Thank you.
I actually wrote a letter to JD (handwritten, not typed; I haven't done that in ages) and mailed it yesterday. I wrote a few others that I knew I wouldn't send, but this one was only about two pages long, and it was very plain-spoken, honest, and contrite. I took responsibility for my actions, was brief in trying to explain myself, didn't make excuses, was specific in my apologies, and told him briefly what I believed to be true about him (that he is a good man with a solid, even character), and why. I said that, while it hurt like hell, he gave me the kick in the pants I needed to see with sharp clarity that I wasn't handling my stress very effectively, and I thanked him. I asked for forgiveness and said that if he chose not to respond, I would understand and never bother him again. But I also said that we'd both waited a bit of time to actually get to know each other, and I could wait as long as he needed to talk again, because to me he's worth the wait. And unless he responds, that's the end of it for me.

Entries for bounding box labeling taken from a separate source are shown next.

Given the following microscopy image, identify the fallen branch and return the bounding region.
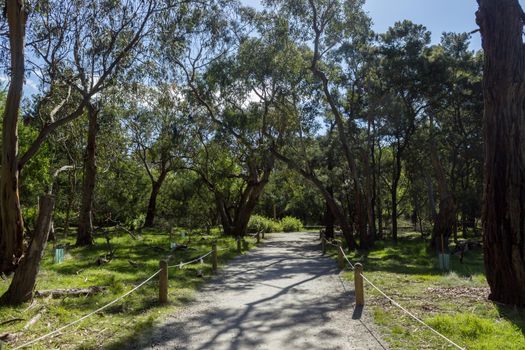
[24,312,42,329]
[35,286,108,298]
[0,317,24,326]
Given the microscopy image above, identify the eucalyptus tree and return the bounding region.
[378,21,432,242]
[0,0,165,304]
[267,0,374,247]
[125,84,189,227]
[476,0,525,306]
[161,1,282,236]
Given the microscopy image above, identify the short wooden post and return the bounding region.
[211,242,217,272]
[337,246,345,270]
[159,260,168,304]
[354,263,365,306]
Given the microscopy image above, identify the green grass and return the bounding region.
[0,230,254,349]
[331,228,525,349]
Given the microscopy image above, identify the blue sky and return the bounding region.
[241,0,525,50]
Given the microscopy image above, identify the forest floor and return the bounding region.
[129,233,384,350]
[0,230,254,349]
[331,228,525,350]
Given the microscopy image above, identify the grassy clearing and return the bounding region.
[326,228,525,349]
[0,230,254,349]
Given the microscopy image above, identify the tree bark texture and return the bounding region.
[430,140,456,253]
[76,105,98,246]
[0,0,27,273]
[144,171,168,227]
[0,195,55,305]
[390,146,402,243]
[476,0,525,306]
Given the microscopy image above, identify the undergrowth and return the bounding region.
[330,227,525,350]
[0,230,254,349]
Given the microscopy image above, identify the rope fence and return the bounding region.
[321,235,466,350]
[13,242,225,350]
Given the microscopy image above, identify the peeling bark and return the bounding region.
[476,0,525,306]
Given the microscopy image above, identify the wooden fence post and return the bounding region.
[159,260,168,304]
[211,242,217,272]
[337,245,345,270]
[354,263,365,306]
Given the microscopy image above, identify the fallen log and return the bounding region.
[35,286,108,298]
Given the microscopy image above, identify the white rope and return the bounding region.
[360,273,465,350]
[13,270,161,350]
[339,246,355,271]
[168,250,213,268]
[339,247,465,350]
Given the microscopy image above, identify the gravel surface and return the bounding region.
[128,233,386,350]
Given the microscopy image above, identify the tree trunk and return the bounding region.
[0,195,55,305]
[144,170,168,227]
[390,152,401,244]
[215,193,233,236]
[272,149,357,250]
[323,191,335,239]
[76,104,99,246]
[476,0,525,306]
[430,133,456,253]
[0,0,27,273]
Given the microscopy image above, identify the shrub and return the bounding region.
[248,215,283,233]
[281,216,303,232]
[248,215,303,233]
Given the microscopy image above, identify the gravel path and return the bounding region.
[134,233,385,350]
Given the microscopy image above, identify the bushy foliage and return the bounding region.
[248,215,303,233]
[281,216,303,232]
[248,215,282,233]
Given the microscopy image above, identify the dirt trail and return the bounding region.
[134,233,386,350]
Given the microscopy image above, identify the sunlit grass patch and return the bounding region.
[329,226,525,349]
[0,230,255,349]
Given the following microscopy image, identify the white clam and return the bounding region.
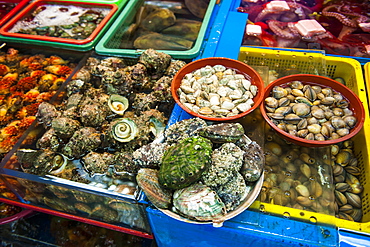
[108,94,129,116]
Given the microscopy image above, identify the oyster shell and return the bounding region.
[173,183,226,221]
[239,141,265,182]
[164,118,207,144]
[132,142,167,169]
[159,137,212,189]
[51,117,81,139]
[136,168,172,208]
[82,152,114,175]
[108,94,129,116]
[202,143,243,187]
[62,127,102,158]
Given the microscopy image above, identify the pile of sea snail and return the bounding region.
[260,126,363,222]
[265,81,357,141]
[177,65,258,117]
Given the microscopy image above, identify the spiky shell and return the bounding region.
[216,172,252,212]
[199,123,244,143]
[159,136,212,190]
[136,168,172,208]
[202,143,244,188]
[173,183,226,221]
[164,118,207,144]
[240,141,265,182]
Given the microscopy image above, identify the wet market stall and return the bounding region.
[0,0,370,246]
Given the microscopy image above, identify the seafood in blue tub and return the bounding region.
[136,118,264,222]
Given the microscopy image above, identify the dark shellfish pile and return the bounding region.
[136,118,264,221]
[7,49,185,189]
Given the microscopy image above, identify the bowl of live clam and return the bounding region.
[136,118,265,227]
[260,74,365,147]
[171,57,264,121]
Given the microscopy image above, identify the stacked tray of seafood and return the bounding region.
[3,49,186,232]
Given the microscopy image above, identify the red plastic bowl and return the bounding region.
[260,74,365,147]
[171,57,264,121]
[0,0,118,45]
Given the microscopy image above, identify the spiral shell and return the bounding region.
[112,118,139,142]
[108,94,129,116]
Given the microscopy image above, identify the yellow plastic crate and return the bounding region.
[364,62,370,115]
[238,47,370,233]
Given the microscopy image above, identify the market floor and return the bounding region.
[0,213,157,247]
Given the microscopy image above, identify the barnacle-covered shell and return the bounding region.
[199,123,244,143]
[110,118,139,142]
[51,117,81,139]
[159,136,212,189]
[216,172,251,211]
[136,168,172,208]
[240,141,265,182]
[202,143,243,187]
[173,183,226,221]
[164,118,207,143]
[108,94,129,116]
[82,152,114,175]
[132,142,167,169]
[36,102,60,128]
[62,127,102,158]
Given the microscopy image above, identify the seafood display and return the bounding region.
[331,140,364,222]
[177,65,258,118]
[260,125,335,215]
[238,0,370,57]
[265,81,357,141]
[8,2,110,40]
[0,179,22,219]
[119,1,209,51]
[260,122,363,222]
[5,49,185,230]
[0,48,76,159]
[0,2,18,18]
[136,118,264,222]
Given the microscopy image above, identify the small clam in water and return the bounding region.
[260,127,336,215]
[177,65,258,118]
[264,81,358,141]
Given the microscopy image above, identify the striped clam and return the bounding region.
[260,125,335,215]
[177,65,258,117]
[264,81,357,141]
[331,140,364,222]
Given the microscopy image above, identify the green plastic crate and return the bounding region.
[95,0,216,59]
[57,0,129,7]
[0,0,121,52]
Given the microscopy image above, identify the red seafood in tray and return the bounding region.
[238,0,370,57]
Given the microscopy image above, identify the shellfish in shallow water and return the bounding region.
[173,183,226,221]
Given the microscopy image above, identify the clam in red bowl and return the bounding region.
[260,74,365,147]
[171,57,264,121]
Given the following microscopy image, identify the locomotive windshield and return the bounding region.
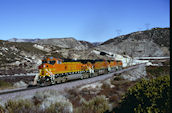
[48,60,56,65]
[42,60,47,64]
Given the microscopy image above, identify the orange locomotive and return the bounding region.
[35,57,122,85]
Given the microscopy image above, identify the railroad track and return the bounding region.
[0,64,145,101]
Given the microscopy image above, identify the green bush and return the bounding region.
[0,80,12,89]
[75,96,109,113]
[5,100,34,113]
[0,105,5,113]
[45,102,73,113]
[114,76,170,113]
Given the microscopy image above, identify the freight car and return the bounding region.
[34,57,122,85]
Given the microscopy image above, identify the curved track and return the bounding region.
[0,64,145,101]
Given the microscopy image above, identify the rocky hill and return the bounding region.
[36,37,89,50]
[8,38,40,42]
[0,28,170,74]
[97,28,170,57]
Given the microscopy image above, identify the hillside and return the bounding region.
[0,28,170,74]
[97,28,170,57]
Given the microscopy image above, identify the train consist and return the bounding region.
[34,57,122,85]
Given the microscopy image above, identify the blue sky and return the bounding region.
[0,0,170,42]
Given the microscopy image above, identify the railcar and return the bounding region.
[34,57,122,85]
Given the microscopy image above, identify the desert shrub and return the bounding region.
[5,99,35,113]
[0,80,12,89]
[45,102,73,113]
[146,66,170,78]
[0,105,5,113]
[114,76,124,81]
[32,90,73,113]
[114,76,170,113]
[75,95,109,113]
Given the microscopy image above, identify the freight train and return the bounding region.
[34,57,122,85]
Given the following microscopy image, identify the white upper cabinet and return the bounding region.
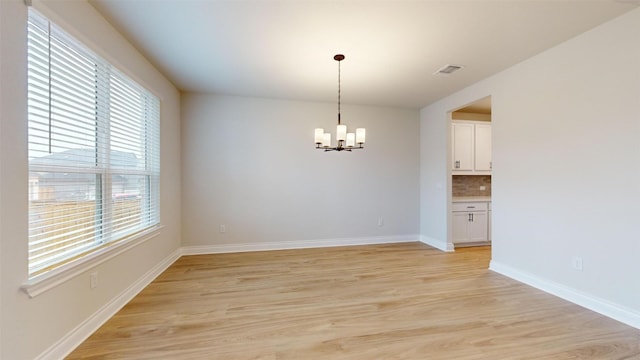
[451,120,491,175]
[451,122,474,170]
[475,124,491,171]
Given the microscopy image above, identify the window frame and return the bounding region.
[22,7,162,297]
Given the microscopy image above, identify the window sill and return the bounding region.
[21,225,164,298]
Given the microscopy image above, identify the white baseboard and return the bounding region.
[489,260,640,329]
[36,249,182,360]
[420,236,455,252]
[182,235,418,255]
[36,235,419,360]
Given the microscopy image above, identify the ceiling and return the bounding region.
[89,0,640,109]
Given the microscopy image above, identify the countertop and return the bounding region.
[451,196,491,202]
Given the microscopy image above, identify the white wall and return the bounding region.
[421,9,640,327]
[0,0,181,359]
[182,94,419,249]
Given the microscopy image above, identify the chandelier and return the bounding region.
[315,54,366,151]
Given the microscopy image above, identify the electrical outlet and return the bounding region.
[89,271,98,289]
[573,256,583,271]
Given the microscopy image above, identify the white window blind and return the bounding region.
[27,8,160,277]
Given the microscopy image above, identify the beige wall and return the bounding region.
[0,0,181,359]
[421,9,640,328]
[182,94,419,247]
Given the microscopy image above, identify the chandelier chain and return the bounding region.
[338,56,341,125]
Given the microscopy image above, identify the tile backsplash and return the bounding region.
[451,175,491,196]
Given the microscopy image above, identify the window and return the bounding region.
[27,9,160,277]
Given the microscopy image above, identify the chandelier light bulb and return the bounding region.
[314,54,365,151]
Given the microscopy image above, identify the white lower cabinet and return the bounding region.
[452,202,489,245]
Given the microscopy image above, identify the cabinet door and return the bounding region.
[451,212,471,244]
[451,123,474,171]
[487,210,491,241]
[468,211,487,242]
[475,124,491,171]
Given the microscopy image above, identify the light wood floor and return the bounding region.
[68,243,640,360]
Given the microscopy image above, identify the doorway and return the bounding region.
[448,96,493,249]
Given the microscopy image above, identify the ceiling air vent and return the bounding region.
[433,64,464,75]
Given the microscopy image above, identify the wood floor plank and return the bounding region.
[68,243,640,360]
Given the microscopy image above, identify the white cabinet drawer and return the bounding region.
[452,202,487,212]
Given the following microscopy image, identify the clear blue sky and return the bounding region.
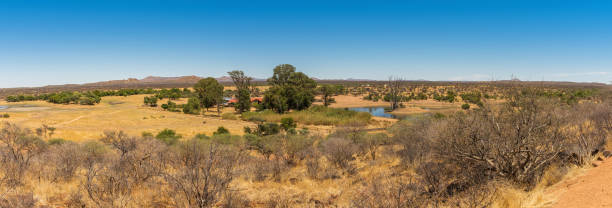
[0,0,612,87]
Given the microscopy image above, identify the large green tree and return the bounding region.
[263,64,317,113]
[227,70,253,113]
[193,77,223,114]
[317,84,337,106]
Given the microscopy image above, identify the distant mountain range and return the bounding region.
[0,75,610,98]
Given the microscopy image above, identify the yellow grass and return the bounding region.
[0,95,253,141]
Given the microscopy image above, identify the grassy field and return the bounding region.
[0,95,468,141]
[0,95,254,141]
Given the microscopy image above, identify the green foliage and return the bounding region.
[6,89,155,105]
[221,113,238,120]
[242,106,372,125]
[317,84,338,106]
[432,112,446,119]
[460,92,484,106]
[193,133,210,140]
[193,77,223,109]
[144,96,157,107]
[227,70,252,113]
[433,91,457,103]
[162,100,180,112]
[254,122,280,136]
[281,117,297,131]
[213,126,229,135]
[183,98,200,115]
[263,64,317,113]
[47,138,68,145]
[140,131,153,138]
[155,129,182,145]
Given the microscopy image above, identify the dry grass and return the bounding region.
[0,95,253,141]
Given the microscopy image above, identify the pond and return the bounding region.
[348,107,431,120]
[349,107,405,119]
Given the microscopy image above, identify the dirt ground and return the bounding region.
[551,159,612,208]
[326,95,463,114]
[0,95,254,141]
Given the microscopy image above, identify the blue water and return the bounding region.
[349,107,403,119]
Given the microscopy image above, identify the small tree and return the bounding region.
[183,98,200,115]
[318,84,337,106]
[193,77,223,114]
[155,129,182,145]
[387,77,403,111]
[144,96,157,107]
[263,64,317,113]
[213,126,229,135]
[228,70,253,113]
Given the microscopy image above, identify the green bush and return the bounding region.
[47,138,67,145]
[242,106,372,125]
[281,117,297,131]
[221,113,238,120]
[256,123,280,136]
[213,126,229,135]
[193,133,210,140]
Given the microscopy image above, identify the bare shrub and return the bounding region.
[448,183,498,208]
[82,132,167,207]
[164,139,241,207]
[39,142,85,182]
[564,103,612,165]
[321,137,359,173]
[0,123,47,188]
[436,95,567,185]
[0,192,38,208]
[351,175,425,208]
[390,119,436,164]
[356,133,388,160]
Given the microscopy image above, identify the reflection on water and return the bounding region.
[349,107,400,119]
[348,107,431,120]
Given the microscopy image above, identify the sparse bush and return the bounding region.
[155,129,183,145]
[321,137,359,173]
[221,113,238,120]
[213,126,229,135]
[0,123,47,187]
[0,192,38,208]
[281,117,297,131]
[47,138,67,145]
[41,142,85,182]
[164,140,241,207]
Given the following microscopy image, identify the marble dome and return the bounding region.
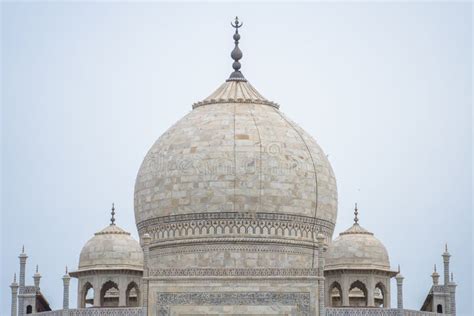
[135,80,337,238]
[77,224,143,272]
[325,222,390,271]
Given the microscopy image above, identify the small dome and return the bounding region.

My T and I have started working through some DBT material--she has a book and sends me a chapter a week to work on. I can already tell that it's helping. I'm not completely perfect, of course. I'm on here right now because I had a bad day at work--most of that was mindset, not reaction--but I can tell it's helping. Mostly in that I'm more open to people and I communicate better than I had been. I'm going through some real shyt at work right now, and in the past I would have come home and had a couple of glasses of wine every night. Or sit and cry while eating a bag of Cheetos (the big bag). Now, I either journal, meditate, or have a dance party. I still like wine every so often, but it's not a coping mechanism any longer.
Anyway. Thank you so much for responding. I do understand what you were saying, and I appreciate it.